In this richly satisfying film about age and art, a battle of wills over a new production of a classic play becomes a Rorschach test for two women’s friendship. It’s another subtext-laden drama from Olivier Assayas, whose best work has dug into the simmering tensions of long-term relationships and come up with melodramatic gold. Clouds of Sils Maria won’t be counted among his greater achievements like Summer Hours. But it’s a return to form for a director whose more recent films (Carlos, Something in the Air) have been packed with energy but lacking heft.
Maria Enders, a veteran actress of a certain age (Juliette Binoche), is taking a train to the mountains of Switzerland for a tribute to a revered writer whose play Maloja Snake, a psychosexual battle of wills between a younger and older woman, launched her career decades earlier. On the way there, she discovers the writer has died. At the same time, Maria’s nervy young assistant Val (Kristen Stewart), is pestering her to listen to an up-and-coming theater director who wants to mount a new production of the play, only with Maria now in the elder role of Helena. The role of the destructive young Sigrid would go to Jo-Ann (Chloe Grace Moretz), a teenage firecracker whose TMZ exploits get almost as much press as her roles in comic-book blockbuster films. In short, every vulnerability Maria has ever felt about her talents, her age, her place in the industry, are about to be dragged into the light.
It’s a vulnerable time for Maria, who looks done with the whole business. Binoche plays Maria as both exhausted with having to prove herself all the time and yet is anxious to do so. Maria grumps to Val that she’s not interested in being in the new X-Men film, as she’s “sick of hanging from wires.” Val doesn’t understand Maria’s reluctance, as the opportunity seems the perfect way to come full-circle. As they hole up in the writer’s Swiss chalet to run lines, joking nervously about his ghost watching over them, Assayas starts pinpointing deeper currents than just nervousness. It doesn’t take long for the tensions inherent in the play to be mirrored in Maria and Val’s personal life.
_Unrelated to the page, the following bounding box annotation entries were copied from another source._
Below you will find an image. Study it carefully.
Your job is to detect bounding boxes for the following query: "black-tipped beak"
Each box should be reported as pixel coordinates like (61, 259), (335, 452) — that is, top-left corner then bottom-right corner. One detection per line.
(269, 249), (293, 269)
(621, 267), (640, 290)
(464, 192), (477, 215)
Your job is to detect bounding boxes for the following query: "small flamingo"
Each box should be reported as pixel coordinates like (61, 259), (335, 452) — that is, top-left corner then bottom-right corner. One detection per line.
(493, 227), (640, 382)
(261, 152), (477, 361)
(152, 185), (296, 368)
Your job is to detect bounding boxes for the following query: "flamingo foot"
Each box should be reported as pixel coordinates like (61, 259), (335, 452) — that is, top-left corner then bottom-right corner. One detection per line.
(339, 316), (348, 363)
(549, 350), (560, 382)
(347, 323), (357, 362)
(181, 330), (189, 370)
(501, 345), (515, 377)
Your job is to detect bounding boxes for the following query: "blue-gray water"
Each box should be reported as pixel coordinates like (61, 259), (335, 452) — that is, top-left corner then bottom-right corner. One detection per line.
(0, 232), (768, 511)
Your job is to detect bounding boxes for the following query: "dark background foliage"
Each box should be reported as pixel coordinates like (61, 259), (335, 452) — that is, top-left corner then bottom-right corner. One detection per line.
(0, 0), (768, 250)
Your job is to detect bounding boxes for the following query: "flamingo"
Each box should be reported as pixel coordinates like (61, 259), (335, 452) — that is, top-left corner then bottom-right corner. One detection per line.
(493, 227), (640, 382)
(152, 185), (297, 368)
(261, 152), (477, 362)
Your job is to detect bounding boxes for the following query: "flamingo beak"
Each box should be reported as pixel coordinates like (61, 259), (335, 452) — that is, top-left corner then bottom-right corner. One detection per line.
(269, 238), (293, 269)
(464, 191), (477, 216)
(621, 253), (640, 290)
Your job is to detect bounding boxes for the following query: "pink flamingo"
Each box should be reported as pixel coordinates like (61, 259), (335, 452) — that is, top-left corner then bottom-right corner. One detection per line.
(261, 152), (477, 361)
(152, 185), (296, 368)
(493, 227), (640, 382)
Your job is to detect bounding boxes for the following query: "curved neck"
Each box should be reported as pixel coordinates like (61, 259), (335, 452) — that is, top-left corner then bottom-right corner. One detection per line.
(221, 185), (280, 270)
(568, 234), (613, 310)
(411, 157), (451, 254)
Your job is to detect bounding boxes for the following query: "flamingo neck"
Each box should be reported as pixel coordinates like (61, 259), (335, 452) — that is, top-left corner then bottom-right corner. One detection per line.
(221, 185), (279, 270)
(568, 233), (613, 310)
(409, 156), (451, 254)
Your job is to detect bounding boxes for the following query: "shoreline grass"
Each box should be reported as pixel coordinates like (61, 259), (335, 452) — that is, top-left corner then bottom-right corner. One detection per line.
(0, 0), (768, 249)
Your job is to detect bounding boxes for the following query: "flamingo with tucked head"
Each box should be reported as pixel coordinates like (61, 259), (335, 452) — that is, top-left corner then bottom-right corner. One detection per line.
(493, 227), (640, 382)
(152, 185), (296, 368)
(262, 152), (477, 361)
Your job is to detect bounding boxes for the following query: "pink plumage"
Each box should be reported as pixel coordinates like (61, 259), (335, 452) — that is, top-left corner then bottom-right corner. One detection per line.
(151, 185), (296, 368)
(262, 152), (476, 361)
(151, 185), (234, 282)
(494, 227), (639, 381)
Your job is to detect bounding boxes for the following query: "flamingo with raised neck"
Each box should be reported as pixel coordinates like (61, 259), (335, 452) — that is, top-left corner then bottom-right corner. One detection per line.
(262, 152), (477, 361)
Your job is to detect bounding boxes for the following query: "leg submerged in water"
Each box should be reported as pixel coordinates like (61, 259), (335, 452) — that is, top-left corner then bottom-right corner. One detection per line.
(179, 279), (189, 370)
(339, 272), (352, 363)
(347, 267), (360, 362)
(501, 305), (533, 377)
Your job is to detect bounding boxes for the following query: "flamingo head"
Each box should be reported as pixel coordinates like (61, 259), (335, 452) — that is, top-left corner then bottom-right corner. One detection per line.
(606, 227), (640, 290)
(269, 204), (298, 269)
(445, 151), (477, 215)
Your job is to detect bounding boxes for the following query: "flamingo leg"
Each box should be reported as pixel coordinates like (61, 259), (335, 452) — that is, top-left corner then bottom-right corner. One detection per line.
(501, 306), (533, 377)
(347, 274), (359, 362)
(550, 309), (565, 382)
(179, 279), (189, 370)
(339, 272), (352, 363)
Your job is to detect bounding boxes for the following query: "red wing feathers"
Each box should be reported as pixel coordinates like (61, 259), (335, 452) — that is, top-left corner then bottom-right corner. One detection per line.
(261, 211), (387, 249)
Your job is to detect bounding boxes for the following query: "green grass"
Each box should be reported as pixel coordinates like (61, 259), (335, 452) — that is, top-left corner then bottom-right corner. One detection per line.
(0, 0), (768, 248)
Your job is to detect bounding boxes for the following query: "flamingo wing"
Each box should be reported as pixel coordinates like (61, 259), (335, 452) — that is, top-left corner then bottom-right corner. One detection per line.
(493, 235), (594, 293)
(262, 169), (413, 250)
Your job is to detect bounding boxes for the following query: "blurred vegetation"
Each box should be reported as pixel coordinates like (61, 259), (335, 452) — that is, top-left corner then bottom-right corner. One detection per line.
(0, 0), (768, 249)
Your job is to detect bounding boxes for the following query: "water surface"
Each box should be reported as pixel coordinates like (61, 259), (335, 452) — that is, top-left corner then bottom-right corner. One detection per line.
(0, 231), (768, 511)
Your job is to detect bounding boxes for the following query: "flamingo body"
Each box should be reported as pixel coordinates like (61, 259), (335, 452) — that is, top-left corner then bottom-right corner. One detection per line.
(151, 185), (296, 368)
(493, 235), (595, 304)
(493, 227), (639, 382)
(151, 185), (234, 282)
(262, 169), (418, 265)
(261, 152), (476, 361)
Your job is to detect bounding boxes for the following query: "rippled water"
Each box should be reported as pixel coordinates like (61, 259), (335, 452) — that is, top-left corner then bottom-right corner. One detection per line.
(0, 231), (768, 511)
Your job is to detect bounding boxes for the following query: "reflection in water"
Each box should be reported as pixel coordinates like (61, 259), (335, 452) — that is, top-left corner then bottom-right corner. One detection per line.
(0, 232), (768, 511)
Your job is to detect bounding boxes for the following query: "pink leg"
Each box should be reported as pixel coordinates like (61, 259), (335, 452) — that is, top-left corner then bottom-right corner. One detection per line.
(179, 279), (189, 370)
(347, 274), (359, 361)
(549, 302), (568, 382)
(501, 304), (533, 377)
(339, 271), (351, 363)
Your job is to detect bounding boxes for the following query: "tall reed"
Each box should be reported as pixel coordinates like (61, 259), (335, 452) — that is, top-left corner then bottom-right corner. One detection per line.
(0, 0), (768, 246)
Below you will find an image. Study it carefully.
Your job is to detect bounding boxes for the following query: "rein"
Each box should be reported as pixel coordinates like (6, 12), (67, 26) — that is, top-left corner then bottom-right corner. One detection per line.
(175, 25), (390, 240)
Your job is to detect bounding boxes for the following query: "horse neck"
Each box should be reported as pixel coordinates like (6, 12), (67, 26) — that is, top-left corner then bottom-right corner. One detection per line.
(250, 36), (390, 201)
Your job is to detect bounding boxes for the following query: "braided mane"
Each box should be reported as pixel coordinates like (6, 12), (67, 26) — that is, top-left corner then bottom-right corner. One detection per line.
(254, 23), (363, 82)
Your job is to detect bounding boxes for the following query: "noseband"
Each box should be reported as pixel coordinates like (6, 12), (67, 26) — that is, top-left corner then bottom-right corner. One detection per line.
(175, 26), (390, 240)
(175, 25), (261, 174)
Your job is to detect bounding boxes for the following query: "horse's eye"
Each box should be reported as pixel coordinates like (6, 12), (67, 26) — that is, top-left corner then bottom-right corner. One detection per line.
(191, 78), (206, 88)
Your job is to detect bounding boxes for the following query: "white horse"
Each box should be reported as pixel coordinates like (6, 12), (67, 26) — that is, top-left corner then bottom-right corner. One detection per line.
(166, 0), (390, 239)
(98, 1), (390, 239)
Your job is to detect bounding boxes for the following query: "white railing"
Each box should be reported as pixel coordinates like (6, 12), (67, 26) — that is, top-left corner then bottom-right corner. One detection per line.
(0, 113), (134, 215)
There is every opportunity for Assayas to take this in a cheaper direction. But he never does, focusing instead on running arguments about power, desire, artifice, and cruelty. There are certainly purposeful echoes here of hothouse, inside-out, binary inter-female theatrical dramas like Persona and All About Eve. But rather than turn Maria into some sad queen on the verge of being deposed by a bitchy young upstart — see the humiliating way Julianne Moore was made to play this kind of role in Maps to the Stars — Assayas takes a looser and more compassionate tack. She and Val spar over the boundaries of their relationship, like business associates who have grown just a little too close. The personal keeps bleeding into the professional, with unspoken jealousies and the hint of romantic attraction always there in the background. Maria bickers with Val over every little detail of their lives, while Val implies that her boss (like many regal figures) has become too jealous of her time and attention. In this environment, every fraught scene from the play becomes an x-ray of their time together, another piece of kindling lit in the conflagration that seems to be just around the corner.
Assayas spins out this scenario for perhaps too long in the finale, letting it all drift to an end in a beautiful and achy but tenuous way like the natural phenomenon of the river-like “snake” clouds that pour through the mountain valley where most of the story is set. The film is saved by a number of factors. Chief among them are Binoche and Stewart’s finely calibrated performances, which are tightly focused and yet loose enough to let scenes flow from easy humor to underhanded sniping and back again without whipsawing the audience. Moritz is more of a cipher, her character only becoming a real factor in the film’s final stretch, and not making any great impression. But if the film doesn’t end with a bang, it concludes with a few hard-won truths about the hard realities of fame and the march of time. That’s nothing to dismiss.